From: Julian Foad <julianfoad_at_btopenworld.com>
Date: Fri, 19 Dec 2014 14:06:29 +0000

Branko Čibej <brane_at_wandisco.com>
> Julian Foad wrote:
>> I believe the following symmetries should be true, and testable, and we
>> should test them.
>>
>>  For any valid repository:
>>
>>    * we can dump it
>>    * we can load the dump file into a new repository
>>    * the new repo is equivalent to the old repo
>>
>>  For any valid dump file:
>>
>>    * we can load it into a new repository
>>    * we can dump that repository
>>    * the new dump file is equivalent to the old dump file
>
> I agree that this should be our goal. However, consider that some of
> these symmetries depend on specific features of the repository
> implementation.
>
> For example, at some point you mentioned dump files with non-UTF-8
> paths. Such dump files are clearly invalid, since we've maintained the
> restriction that all strings used internally must be encoded in UTF-8.
> So, such a dump file can only be the result of manual fiddling, or a bug
> in some version of some repository back-end implementation. A different
> and/or fixed backend will not accept non-UTF-8 paths at all; thus, we
> cannot maintain this particular symmetry.

Yes, exactly.

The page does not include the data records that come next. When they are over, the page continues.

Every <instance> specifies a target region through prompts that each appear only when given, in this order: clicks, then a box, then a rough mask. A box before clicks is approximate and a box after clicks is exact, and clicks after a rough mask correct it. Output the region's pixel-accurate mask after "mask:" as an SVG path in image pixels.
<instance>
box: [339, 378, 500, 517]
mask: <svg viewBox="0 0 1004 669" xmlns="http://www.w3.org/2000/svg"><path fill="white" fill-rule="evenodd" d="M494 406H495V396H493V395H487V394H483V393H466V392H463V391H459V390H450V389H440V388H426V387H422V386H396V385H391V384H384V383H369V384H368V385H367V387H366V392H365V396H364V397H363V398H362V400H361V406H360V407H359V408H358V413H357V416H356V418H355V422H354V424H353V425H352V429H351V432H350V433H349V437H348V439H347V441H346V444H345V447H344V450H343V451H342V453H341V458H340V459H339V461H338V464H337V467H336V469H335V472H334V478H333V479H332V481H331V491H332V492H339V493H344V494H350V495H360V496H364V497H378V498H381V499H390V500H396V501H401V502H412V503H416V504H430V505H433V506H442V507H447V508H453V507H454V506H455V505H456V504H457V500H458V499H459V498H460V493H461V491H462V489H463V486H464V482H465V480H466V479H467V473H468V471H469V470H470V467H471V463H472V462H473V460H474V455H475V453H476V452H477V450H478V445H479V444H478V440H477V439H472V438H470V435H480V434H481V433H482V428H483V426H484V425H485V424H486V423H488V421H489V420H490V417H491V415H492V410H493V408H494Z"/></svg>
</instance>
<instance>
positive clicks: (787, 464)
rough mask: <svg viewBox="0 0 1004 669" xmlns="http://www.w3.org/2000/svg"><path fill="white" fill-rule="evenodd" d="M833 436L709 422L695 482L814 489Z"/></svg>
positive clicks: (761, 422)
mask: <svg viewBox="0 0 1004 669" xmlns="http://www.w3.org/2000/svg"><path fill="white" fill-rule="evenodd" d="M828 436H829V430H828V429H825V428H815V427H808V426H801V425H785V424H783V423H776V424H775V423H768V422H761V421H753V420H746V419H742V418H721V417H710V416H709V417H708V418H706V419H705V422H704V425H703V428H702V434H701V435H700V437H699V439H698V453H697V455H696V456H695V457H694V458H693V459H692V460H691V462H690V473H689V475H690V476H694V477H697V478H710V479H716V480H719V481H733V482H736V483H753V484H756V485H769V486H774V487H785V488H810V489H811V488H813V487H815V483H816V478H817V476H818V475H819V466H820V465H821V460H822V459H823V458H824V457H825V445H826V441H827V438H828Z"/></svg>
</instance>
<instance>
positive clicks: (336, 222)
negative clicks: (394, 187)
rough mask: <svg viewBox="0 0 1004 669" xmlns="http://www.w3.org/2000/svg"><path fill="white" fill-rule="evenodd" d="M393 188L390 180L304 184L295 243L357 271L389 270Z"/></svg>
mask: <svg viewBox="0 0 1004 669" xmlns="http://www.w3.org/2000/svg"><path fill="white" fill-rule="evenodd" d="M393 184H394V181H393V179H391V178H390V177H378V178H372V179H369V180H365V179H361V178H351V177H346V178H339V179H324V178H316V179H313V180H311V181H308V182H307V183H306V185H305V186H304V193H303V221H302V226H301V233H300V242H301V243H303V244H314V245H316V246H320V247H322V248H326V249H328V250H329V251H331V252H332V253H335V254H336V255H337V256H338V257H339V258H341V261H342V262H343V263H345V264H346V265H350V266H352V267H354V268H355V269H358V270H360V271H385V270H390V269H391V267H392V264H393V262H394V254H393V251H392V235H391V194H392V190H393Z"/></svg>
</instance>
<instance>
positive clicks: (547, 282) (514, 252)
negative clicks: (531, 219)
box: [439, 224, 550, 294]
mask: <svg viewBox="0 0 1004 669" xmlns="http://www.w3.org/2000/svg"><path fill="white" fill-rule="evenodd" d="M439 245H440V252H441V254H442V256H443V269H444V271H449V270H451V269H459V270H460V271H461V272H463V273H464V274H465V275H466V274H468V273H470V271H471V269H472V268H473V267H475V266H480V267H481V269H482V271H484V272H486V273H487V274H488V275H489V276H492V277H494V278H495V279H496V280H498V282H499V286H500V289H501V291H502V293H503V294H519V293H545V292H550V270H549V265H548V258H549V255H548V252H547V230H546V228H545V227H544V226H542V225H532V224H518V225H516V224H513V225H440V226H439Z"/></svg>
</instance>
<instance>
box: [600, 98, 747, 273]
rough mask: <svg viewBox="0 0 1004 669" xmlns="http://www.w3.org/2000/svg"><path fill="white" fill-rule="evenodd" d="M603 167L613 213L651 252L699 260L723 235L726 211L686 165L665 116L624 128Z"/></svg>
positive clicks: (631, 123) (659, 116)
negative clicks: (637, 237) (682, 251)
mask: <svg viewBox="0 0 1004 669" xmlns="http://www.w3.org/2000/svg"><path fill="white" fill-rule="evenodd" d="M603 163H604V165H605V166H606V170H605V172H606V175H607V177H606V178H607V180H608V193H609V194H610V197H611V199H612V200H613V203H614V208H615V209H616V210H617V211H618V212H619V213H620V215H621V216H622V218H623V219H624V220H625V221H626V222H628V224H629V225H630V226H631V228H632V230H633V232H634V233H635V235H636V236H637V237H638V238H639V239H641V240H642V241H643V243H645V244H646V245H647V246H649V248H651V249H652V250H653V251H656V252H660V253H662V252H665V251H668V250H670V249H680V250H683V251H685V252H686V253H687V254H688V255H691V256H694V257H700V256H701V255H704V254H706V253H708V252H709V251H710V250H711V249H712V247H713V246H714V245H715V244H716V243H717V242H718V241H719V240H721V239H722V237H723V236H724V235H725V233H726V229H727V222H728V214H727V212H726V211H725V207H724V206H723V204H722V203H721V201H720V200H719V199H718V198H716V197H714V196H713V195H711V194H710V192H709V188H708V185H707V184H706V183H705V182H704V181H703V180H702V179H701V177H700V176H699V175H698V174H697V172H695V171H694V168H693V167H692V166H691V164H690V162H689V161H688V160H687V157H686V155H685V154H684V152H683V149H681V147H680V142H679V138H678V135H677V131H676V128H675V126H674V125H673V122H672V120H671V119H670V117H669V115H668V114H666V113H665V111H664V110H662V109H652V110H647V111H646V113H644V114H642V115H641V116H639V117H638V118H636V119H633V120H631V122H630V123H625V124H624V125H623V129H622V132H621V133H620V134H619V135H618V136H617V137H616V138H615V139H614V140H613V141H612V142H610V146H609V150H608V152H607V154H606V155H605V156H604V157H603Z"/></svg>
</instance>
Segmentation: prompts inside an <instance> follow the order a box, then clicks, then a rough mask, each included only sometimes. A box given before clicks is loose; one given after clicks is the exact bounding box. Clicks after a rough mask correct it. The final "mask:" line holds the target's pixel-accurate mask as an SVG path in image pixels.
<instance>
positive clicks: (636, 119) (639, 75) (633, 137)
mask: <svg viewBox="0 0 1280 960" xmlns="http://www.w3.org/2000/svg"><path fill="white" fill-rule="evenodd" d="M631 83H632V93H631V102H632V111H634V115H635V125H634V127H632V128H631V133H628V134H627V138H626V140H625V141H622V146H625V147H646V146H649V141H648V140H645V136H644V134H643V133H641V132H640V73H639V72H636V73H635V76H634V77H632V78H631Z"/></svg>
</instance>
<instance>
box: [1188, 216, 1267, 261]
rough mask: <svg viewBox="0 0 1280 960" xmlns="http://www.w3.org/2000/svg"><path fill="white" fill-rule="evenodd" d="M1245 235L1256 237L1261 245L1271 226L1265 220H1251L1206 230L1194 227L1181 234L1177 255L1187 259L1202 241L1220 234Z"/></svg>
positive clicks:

By testing, we could discover this kind of problem. The solution to this kind of issue is not necessarily that we have to prioritize total symmetry across all versions and implement 'fixes'; rather, part of the goal of testing is to discover such asymmetries so that we can be aware of them, document them, and decide what further action to take if any, which may be accepting the asymmetry and adjusting the testing if necessary to account for it.

> Conversely, if we decide that maintaining strict dump/load symmetry is
> more important, we're—unnecessarily, IMO—complicating future development
> (e.g., the idea that repos path lookup should preserve but ignore
> differences in Unicode character representation).

I don't propose to maintain strict symmetry in all cases. The point is to *discover* issues, to make them visible, and then decide, for each issue, whether we should declare it a bug to be fixed or accept and document the asymmetry and adjust the tests for it.

> I'm sure there are other cases where maintaining strict symmetry will
> turn out to be too constraining. An example from your own bailiwick:
> when we store mergeinfo in a more reasonable structure than a versioned
> property, a load from an older dumpfile will most likely loose details
> of exactly how the mergeinfo was represented; even though a later dump
> may produce svn:mergeinfo values that are different but semantically
> equivalent to the original.

Yes, sure, that's an entirely reasonable course.

> Clearly, dump/load asymmetry can be preserved even in the cases I
> mentioned, at the cost of maintaining more complex medatada (and related
> code) in the repository back-end. The question we have to answer is:
> what's the point, as long as semantics are not affected?

The point is not that strict symmetry is the number 1 priority, but rather that we use a general goal of symmetry to help us find and address problems.